The ones that strike me are the ones exaggerating certitude, to an inappropriate degree and with a certain degree of excitement:
“Exact” “Honest” “Load-bearing” “Root cause”
I know there are more that are slipping my addled mind. But what stands out to me is a sense of a junior who’s very proud that they’ve conquered the murk and messiness and achieved True Certitude in their pursuit of their task. Compensating, with emphatic tone and bravado, for the uneasy feelings and self-doubt of battling chaos with the tools of reason.
…Even as it’s usually my job to let them down gently as I puncture their tidy analysis and reintroduce complications… you want a root cause analysis, Claude old boy, let’s make a root cause analysis…
I also noticed Gemini's habit of getting stuck on things I said.
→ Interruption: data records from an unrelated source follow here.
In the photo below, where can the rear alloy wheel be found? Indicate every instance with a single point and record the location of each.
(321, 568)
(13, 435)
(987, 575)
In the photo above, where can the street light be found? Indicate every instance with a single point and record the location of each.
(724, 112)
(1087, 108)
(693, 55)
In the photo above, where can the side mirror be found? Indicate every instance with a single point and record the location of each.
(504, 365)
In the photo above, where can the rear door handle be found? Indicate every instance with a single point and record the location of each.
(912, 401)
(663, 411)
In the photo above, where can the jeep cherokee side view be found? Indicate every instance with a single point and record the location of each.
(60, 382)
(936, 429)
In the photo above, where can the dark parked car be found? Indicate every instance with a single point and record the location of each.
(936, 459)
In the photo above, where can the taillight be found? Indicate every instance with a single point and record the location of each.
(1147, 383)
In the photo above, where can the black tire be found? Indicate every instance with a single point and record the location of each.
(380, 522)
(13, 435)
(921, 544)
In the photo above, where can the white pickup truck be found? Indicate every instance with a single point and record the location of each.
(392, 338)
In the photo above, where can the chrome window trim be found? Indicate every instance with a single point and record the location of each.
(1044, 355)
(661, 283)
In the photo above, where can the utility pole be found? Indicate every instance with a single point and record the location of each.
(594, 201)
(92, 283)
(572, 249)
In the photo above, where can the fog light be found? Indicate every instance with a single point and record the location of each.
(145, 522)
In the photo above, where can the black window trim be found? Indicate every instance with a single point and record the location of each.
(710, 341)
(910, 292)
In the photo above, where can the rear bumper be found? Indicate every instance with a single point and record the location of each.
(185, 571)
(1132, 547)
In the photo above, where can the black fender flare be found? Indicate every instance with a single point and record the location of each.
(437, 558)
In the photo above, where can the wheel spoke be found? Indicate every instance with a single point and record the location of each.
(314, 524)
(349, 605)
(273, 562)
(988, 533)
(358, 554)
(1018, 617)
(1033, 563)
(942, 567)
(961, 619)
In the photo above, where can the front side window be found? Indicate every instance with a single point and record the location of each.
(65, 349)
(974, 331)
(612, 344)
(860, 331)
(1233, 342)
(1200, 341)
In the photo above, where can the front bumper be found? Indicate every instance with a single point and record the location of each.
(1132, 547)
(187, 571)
It became evident quite quickly. I haven't noticed this in the same way in any other model. Something's wrong with that boy
you should be careful about the times it doesn't say honest!
My honest opinion is that Claude's overuse of "honest" really damages the quality of its rhetoric. Why wouldn't you be honest? Were you lying before? Why even invite the question?
Claude is overall incredibly useful as a writing assistant. It can come up with words and phrases that make a point so much clearer than I am capable of doing - but for every improvement, there's about a dozen silly LLM-isms that I have to filter manually. It's one of the things that might define the boundary between LLM intelligence and human intelligence well into the future - the art of rhetoric is extremely context-sensitive, and the current generation of models can't help but take a one-size-fits-all approach.
A fun example, always shake my head when I read it again: https://openai.com/index/where-the-goblins-came-from/
Interestingly this also happens between humans with frequent communication, it is called linguistic convergence.
We are changing LLMs text patterns while it is changing the way we write and speak.
https://www.axios.com/2026/05/02/ai-changing-writing-speakin...
use the wrong phrasing and suddenly you can create your own word of the day for an AI model.
I have a delightful time poisoning my company's AI system this way.
I invented my own word that sounds perfectly cromulent† to an ordinary person, and any brain that's read a book learns how to infer meaning from context, so it's not a problem.
When I get a e-mail response from a coworker using my special word incorrectly, then I know it's AI and I respond telling the coworker I don't know what that word means. Busted.
† It's not actual "cromulent," but any Simpsons fan or human brain will know what I mean.
Claude's "honest" is an interesting example because we can trace it to a specific document that it was trained on extensively: the "Constitution" is identified to Claude in its training as the core of what it is, and it uses the word "honest" or a derivative 57 times, including having a whole section on it.
> Honesty is a core aspect of our vision for Claude’s ethical character. Indeed, while we want Claude’s honesty to be tactful, graceful, and infused with deep care for the interests of all stakeholders, we also want Claude to hold standards of honesty that are substantially higher than the ones at stake in many standard visions of human ethics.